One was caught red-handed engaged in nepotism. Another, a lawyer no less, admitted to shoplifting at a Marine barracks store. A third leaked sealed court information to the news media. And a fourth engaged in fraud by turning a government garage into a personal repair shop.
Four cases, all solved in the past month, with suspects who cost taxpayers hundreds of thousands of dollars and significant breaches of public trust.
But these weren’t your everyday perps.
All were U.S. Department of Justice (DOJ) employees who are supposed to catch other criminals while working for the FBI, the Drug Enforcement Administration (DEA) and U.S. attorneys’ offices. Instead, they broke the law or violated the rules. And all managed to escape prosecution, despite their proven transgressions.
Recent Justice Department disciplinary files tell an undeniable story.
Under the leadership of Inspector General (IG) Michael Horowitz, DOJ’s internal watchdog is doing an outstanding job of policing bad conduct inside America’s premier law enforcement agency.
And DOJ is doing a poor job of punishing its own.
In cases closed in the past month, more than a half-dozen FBI, DEA, U.S. attorney and U.S. marshal officials were allowed to retire, do volunteer work, or keep their jobs as they escaped criminal charges that everyday Americans probably would not.
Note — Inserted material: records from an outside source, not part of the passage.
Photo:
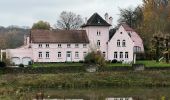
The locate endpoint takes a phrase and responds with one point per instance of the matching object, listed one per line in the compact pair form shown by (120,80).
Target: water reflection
(107,94)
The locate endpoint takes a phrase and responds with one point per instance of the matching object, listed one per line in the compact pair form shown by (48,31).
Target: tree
(41,25)
(132,17)
(69,21)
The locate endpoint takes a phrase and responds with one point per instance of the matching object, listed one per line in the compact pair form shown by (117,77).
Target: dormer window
(84,45)
(76,45)
(40,45)
(59,45)
(98,43)
(47,45)
(118,43)
(68,45)
(98,33)
(129,34)
(124,43)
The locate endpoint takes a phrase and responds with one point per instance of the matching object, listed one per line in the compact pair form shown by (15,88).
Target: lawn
(147,63)
(56,64)
(153,63)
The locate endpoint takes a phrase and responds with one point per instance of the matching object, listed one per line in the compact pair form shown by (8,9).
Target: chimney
(85,20)
(106,17)
(110,20)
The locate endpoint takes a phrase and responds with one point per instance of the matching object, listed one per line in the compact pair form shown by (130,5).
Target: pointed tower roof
(96,20)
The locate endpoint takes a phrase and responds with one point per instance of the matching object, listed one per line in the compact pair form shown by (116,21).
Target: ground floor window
(115,55)
(40,54)
(104,54)
(126,55)
(47,54)
(121,54)
(59,54)
(76,54)
(84,54)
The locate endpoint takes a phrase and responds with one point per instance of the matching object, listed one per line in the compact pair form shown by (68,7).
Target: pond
(104,94)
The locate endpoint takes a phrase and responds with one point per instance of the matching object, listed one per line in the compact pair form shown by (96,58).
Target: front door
(68,56)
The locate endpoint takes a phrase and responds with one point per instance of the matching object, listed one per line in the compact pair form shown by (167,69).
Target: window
(47,55)
(59,45)
(126,55)
(84,54)
(118,43)
(121,54)
(84,45)
(124,43)
(137,49)
(129,34)
(104,54)
(68,45)
(76,45)
(98,43)
(40,45)
(59,54)
(115,54)
(40,54)
(47,45)
(98,33)
(76,54)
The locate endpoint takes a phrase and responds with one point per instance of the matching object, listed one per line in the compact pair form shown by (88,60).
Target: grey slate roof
(59,36)
(96,20)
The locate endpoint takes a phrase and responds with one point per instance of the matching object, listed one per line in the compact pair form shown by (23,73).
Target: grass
(56,64)
(153,63)
(147,63)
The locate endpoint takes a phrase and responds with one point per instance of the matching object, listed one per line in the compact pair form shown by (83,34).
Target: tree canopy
(41,25)
(69,21)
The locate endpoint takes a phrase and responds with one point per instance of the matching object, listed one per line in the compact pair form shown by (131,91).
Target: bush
(2,64)
(81,61)
(114,61)
(20,65)
(95,57)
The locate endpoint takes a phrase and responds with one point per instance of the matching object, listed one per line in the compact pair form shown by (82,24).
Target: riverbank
(88,80)
(20,84)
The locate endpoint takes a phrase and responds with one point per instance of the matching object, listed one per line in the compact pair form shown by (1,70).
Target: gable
(96,20)
(59,36)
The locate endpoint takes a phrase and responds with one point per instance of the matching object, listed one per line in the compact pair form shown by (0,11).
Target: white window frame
(47,45)
(115,54)
(39,55)
(124,43)
(126,55)
(118,43)
(98,43)
(40,45)
(59,55)
(76,54)
(84,54)
(104,54)
(59,46)
(84,45)
(121,55)
(76,45)
(68,45)
(47,54)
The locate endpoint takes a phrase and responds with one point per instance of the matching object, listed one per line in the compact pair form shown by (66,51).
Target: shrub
(2,64)
(81,61)
(114,61)
(20,65)
(95,57)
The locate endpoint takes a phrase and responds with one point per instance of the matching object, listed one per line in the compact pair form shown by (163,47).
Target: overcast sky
(27,12)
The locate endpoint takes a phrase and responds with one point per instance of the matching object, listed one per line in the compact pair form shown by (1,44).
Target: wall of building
(121,35)
(53,50)
(103,37)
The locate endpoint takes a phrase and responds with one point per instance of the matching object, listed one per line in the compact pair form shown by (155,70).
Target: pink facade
(121,46)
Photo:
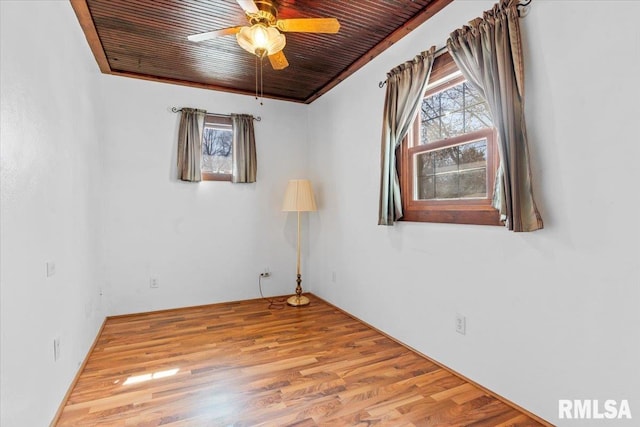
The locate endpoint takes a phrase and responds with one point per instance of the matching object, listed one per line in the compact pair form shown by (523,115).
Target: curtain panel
(190,144)
(488,52)
(405,87)
(245,163)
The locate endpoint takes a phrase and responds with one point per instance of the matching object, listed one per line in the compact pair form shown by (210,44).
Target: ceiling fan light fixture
(261,40)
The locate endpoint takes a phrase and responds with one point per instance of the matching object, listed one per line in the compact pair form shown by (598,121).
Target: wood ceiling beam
(81,9)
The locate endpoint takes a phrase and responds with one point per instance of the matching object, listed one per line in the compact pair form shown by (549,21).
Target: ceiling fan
(263,37)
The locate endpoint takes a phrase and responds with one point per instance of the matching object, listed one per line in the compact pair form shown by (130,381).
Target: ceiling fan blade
(309,25)
(213,34)
(278,61)
(248,6)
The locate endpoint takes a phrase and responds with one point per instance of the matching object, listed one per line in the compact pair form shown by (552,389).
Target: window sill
(477,215)
(207,176)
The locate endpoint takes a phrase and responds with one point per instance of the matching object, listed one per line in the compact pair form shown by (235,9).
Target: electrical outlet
(56,349)
(51,268)
(461,324)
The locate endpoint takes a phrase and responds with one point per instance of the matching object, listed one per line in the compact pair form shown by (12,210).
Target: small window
(449,159)
(217,146)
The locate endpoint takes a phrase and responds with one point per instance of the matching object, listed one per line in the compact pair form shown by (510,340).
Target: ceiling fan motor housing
(267,13)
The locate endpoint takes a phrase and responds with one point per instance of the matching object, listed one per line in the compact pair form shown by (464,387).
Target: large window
(449,158)
(217,146)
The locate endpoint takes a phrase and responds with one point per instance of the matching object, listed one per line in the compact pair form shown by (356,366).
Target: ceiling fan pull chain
(261,82)
(256,73)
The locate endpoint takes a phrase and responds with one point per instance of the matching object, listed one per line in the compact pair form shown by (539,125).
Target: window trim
(213,119)
(457,211)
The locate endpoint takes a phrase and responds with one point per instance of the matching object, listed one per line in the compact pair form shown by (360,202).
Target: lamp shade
(299,196)
(260,40)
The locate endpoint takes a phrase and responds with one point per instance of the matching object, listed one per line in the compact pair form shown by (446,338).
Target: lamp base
(298,300)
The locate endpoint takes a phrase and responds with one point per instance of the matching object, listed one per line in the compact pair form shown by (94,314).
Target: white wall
(87,163)
(205,242)
(51,174)
(551,314)
(88,167)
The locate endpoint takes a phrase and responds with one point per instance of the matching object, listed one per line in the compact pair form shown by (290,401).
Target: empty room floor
(244,364)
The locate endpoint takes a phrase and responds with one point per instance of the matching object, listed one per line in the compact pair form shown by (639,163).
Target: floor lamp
(299,198)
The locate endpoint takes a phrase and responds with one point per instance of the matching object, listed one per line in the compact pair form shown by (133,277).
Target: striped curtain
(405,87)
(488,51)
(190,144)
(245,164)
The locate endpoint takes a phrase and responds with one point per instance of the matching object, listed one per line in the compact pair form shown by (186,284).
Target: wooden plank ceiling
(148,39)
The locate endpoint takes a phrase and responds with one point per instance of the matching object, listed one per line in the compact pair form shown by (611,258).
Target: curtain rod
(521,14)
(177,110)
(438,52)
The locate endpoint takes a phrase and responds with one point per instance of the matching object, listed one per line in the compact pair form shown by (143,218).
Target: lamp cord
(274,304)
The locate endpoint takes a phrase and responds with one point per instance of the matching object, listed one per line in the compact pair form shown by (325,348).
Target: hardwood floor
(242,364)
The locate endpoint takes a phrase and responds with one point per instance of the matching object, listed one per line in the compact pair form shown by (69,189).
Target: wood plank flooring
(242,364)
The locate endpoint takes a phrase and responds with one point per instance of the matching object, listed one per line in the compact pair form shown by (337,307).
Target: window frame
(211,120)
(457,211)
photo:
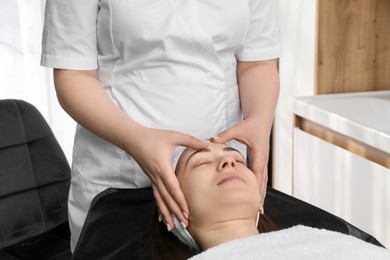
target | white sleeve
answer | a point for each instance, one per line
(69, 34)
(262, 41)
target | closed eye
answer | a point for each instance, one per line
(201, 162)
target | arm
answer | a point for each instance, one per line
(259, 90)
(82, 97)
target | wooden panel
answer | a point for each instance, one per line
(353, 46)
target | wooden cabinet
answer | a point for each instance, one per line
(353, 46)
(329, 46)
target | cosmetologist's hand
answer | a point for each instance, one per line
(154, 155)
(247, 132)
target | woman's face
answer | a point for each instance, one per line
(217, 184)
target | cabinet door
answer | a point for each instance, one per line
(343, 184)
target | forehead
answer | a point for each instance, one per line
(188, 153)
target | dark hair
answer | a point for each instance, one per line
(163, 245)
(166, 246)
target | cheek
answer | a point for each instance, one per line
(197, 190)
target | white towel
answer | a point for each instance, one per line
(299, 242)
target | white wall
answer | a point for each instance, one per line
(297, 26)
(21, 75)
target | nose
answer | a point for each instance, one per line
(226, 162)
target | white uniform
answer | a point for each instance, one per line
(168, 64)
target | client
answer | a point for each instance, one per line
(223, 196)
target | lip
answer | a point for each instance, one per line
(230, 177)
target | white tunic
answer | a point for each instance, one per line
(168, 64)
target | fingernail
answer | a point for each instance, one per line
(169, 227)
(262, 211)
(183, 224)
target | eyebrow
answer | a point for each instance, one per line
(227, 149)
(206, 150)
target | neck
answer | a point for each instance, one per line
(222, 232)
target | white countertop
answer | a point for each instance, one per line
(364, 116)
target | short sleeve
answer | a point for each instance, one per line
(69, 34)
(262, 41)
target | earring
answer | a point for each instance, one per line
(257, 218)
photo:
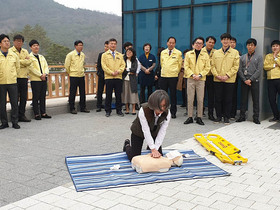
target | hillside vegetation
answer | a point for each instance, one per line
(62, 25)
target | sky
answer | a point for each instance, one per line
(108, 6)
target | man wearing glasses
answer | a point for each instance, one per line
(197, 66)
(225, 63)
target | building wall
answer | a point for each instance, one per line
(265, 28)
(154, 21)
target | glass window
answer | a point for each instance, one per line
(176, 23)
(146, 4)
(168, 3)
(208, 1)
(127, 5)
(128, 28)
(241, 24)
(210, 21)
(146, 31)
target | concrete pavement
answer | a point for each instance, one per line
(34, 176)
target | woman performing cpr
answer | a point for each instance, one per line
(151, 124)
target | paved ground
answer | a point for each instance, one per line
(33, 174)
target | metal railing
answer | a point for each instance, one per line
(59, 82)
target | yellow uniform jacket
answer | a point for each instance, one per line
(210, 56)
(9, 68)
(74, 64)
(225, 64)
(111, 64)
(170, 65)
(201, 66)
(273, 71)
(35, 72)
(24, 63)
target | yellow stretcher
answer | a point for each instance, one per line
(227, 153)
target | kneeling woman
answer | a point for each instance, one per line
(151, 124)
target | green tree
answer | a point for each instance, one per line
(54, 53)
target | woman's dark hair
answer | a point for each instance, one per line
(156, 98)
(133, 58)
(160, 49)
(225, 36)
(18, 36)
(275, 42)
(78, 42)
(251, 41)
(147, 44)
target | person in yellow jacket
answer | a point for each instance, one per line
(225, 64)
(209, 83)
(113, 65)
(272, 67)
(171, 62)
(9, 67)
(39, 71)
(197, 66)
(22, 77)
(74, 65)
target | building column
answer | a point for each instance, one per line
(265, 29)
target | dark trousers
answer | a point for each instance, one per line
(100, 90)
(11, 89)
(273, 86)
(39, 89)
(142, 93)
(116, 85)
(234, 99)
(254, 88)
(76, 82)
(223, 98)
(136, 147)
(22, 95)
(209, 85)
(171, 84)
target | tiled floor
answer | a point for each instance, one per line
(255, 185)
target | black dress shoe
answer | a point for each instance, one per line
(46, 116)
(24, 119)
(85, 110)
(256, 121)
(240, 119)
(199, 121)
(126, 143)
(226, 121)
(16, 126)
(274, 119)
(119, 113)
(4, 126)
(73, 111)
(211, 117)
(38, 117)
(189, 120)
(218, 120)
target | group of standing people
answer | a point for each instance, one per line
(16, 65)
(206, 71)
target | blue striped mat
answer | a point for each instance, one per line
(93, 172)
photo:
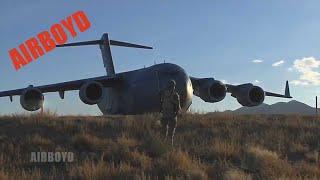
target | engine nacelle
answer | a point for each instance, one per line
(210, 90)
(91, 92)
(249, 95)
(31, 99)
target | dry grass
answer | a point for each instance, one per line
(207, 146)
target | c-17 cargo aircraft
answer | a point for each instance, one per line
(138, 91)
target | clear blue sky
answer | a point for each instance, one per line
(217, 39)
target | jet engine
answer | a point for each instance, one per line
(91, 92)
(210, 90)
(249, 95)
(31, 99)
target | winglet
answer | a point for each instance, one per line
(287, 91)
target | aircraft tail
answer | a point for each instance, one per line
(105, 44)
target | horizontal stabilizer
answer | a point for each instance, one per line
(100, 42)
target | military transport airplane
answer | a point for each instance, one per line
(136, 92)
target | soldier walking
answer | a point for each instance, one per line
(170, 107)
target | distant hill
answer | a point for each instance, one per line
(291, 107)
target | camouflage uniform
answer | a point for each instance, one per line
(170, 107)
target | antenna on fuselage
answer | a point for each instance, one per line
(105, 44)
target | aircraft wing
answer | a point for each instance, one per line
(211, 90)
(106, 81)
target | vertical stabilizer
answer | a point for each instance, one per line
(106, 54)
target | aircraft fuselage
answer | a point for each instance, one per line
(140, 91)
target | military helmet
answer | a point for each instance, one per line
(171, 83)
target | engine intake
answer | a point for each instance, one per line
(249, 95)
(31, 99)
(210, 90)
(91, 92)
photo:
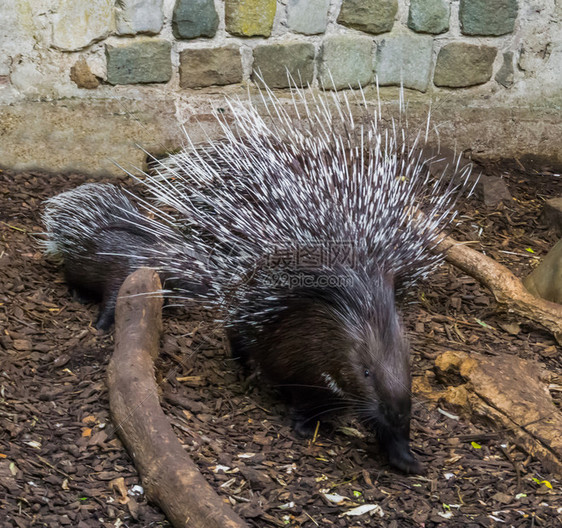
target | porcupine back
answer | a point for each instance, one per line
(100, 237)
(305, 177)
(301, 195)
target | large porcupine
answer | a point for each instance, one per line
(319, 219)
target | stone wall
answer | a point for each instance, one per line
(82, 80)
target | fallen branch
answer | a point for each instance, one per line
(505, 286)
(170, 478)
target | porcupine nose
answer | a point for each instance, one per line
(401, 457)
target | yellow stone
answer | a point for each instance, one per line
(250, 18)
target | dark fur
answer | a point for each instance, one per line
(352, 334)
(115, 241)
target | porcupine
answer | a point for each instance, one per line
(100, 237)
(321, 213)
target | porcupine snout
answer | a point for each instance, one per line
(381, 360)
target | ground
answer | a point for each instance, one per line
(59, 466)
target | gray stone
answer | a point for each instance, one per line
(140, 61)
(274, 62)
(460, 65)
(195, 18)
(337, 71)
(487, 17)
(371, 16)
(211, 66)
(81, 74)
(405, 59)
(309, 17)
(429, 16)
(78, 23)
(138, 16)
(505, 73)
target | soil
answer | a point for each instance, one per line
(60, 465)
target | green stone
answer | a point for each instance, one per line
(429, 16)
(371, 16)
(194, 18)
(275, 62)
(141, 61)
(337, 71)
(250, 18)
(405, 60)
(460, 65)
(487, 17)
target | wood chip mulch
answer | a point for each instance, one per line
(60, 465)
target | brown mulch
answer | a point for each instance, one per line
(60, 465)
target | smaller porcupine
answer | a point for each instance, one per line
(321, 216)
(100, 237)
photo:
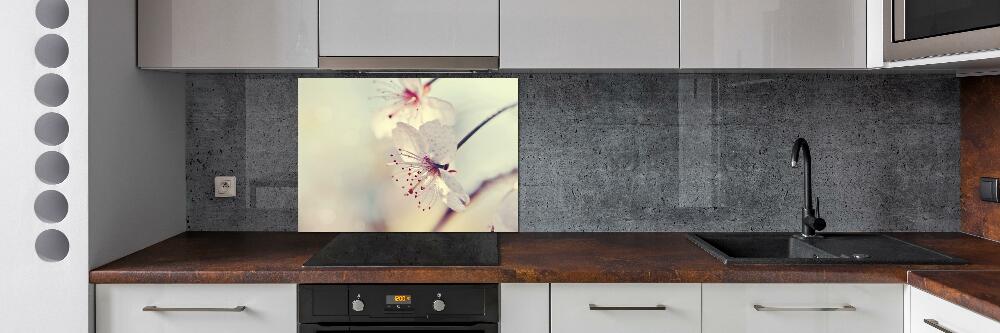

In most instances, the decisions were made by federal prosecutors who work with the very figures impacted by or committing the bad conduct. In local law enforcement, that go-easy phenomenon is known as the “thin blue line.”
Spokespersons for the Justice Department and FBI did not respond to a request for comment.
The troubling pattern of weak punishment emerges as DOJ heads into one of its most ambitious internal affairs probes in recent history. Attorney General William Barr, Horowitz and special U.S. Attorney John Durham are investigating whether the FBI and other intelligence agencies violated the law with the Trump-Russia investigation.
Even before the recent spate of closed inspector general investigations, questions surfaced about DOJ’s willingness to punish its own. That’s because fired FBI Deputy Director Andrew McCabe was recommended for prosecution more than 15 months ago for lying about news leaks, and so far has faced no criminal charges.